As you will recall, last month we talked about how important it is for the coalition to (1) determine its questions about wellness and (2) seek the indicators that measure those questions, recognizing that some data might be missing.
As for storage units of data (or management information systems, MIS), we can get a variety of models just like vehicles. There’s the sleek, super-enhanced Maserati. The functional and robust enough Ford Focus. And then there’s the basic Kawasaki motorbike that gets the job done providing we remember where we parked it. Different models for different functions.
A great start is the Excel spreadsheet as the MIS. Think Kawasaki. By now, your coalition has determined which areas of local data it wants to track and you can simply store and manage it. Perhaps you choose the areas of general demographics, community safety, adult health, youth wellness, and jobs/income. Under each area, your team and coalition decide which measures are important. Areas and indicators are entered into Column 1. (See MIS example.) Then the data source with published date and the next update of the measure are addressed in Columns 2 and 3, respectively. Years and months follow in subsequent columns, and values of indicators from past years to the current date can be populated in order for you to
track trends. In addition, you can create graphs, charts, and dashboards from this local data.
Excel works well for managing small data sets, quickly crunching similar information, and following trends. The spreadsheet can be secured with a password and placed on a shared drive in order for the community’s “data stewards” to access and use.

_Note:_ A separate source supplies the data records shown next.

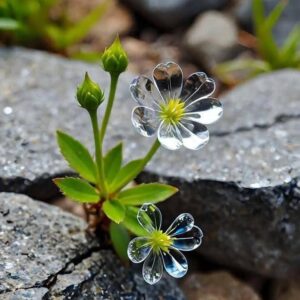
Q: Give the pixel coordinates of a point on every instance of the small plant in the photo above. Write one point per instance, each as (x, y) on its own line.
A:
(157, 249)
(176, 111)
(29, 22)
(270, 56)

The next step up is a relational database that can be built with software programs such as MS Access. Numerous tables will hold the local data and are joined together by common fields. Then, specific queries can be submitted and reports run. For example, you may have “high school youth” as a field in several tables (e.g., physical health, family connectivity, alcohol use) and want a report solely on high school youth in all these specific areas. Thus, you submit your query and the report rolls out this information on youth.
Relational databases take a bit more knowledge and skill to operate but do offer a more flexible, adaptable way to manage your local information and report it. To build a relational database using Access tap this excellent resource.
Finally, we’ve reached the Maserati level of web-based data management systems. These online databases are plentiful and are certainly more expensive and deluxe! Here is one of my favorites from Healthy Communities Institute, which the state of Wyoming uses. Check it out! Its features include:
dashboard and local priority tracker
reporting function for tracking and evaluation
database of promising practices to improve community health and quality of life
collaboration center to leverage community and statewide partnerships.
Large communities and regions or states are more apt to use an online data management system such as the one above because of the cost and capacity. MAPP of the Southern Kenai Peninsula (Homer) uses InsightVision, another online platform. Link here.
There are different levels of storage units for our local community data and you and your coalition must determine the right fit for your needs and resources. Next month, we are going to talk about data stewardship. We will focus on having a plan for collecting local data, designating how that’s going to be done, and who will be the stewards of this important local information. Until then, may your data be stored well!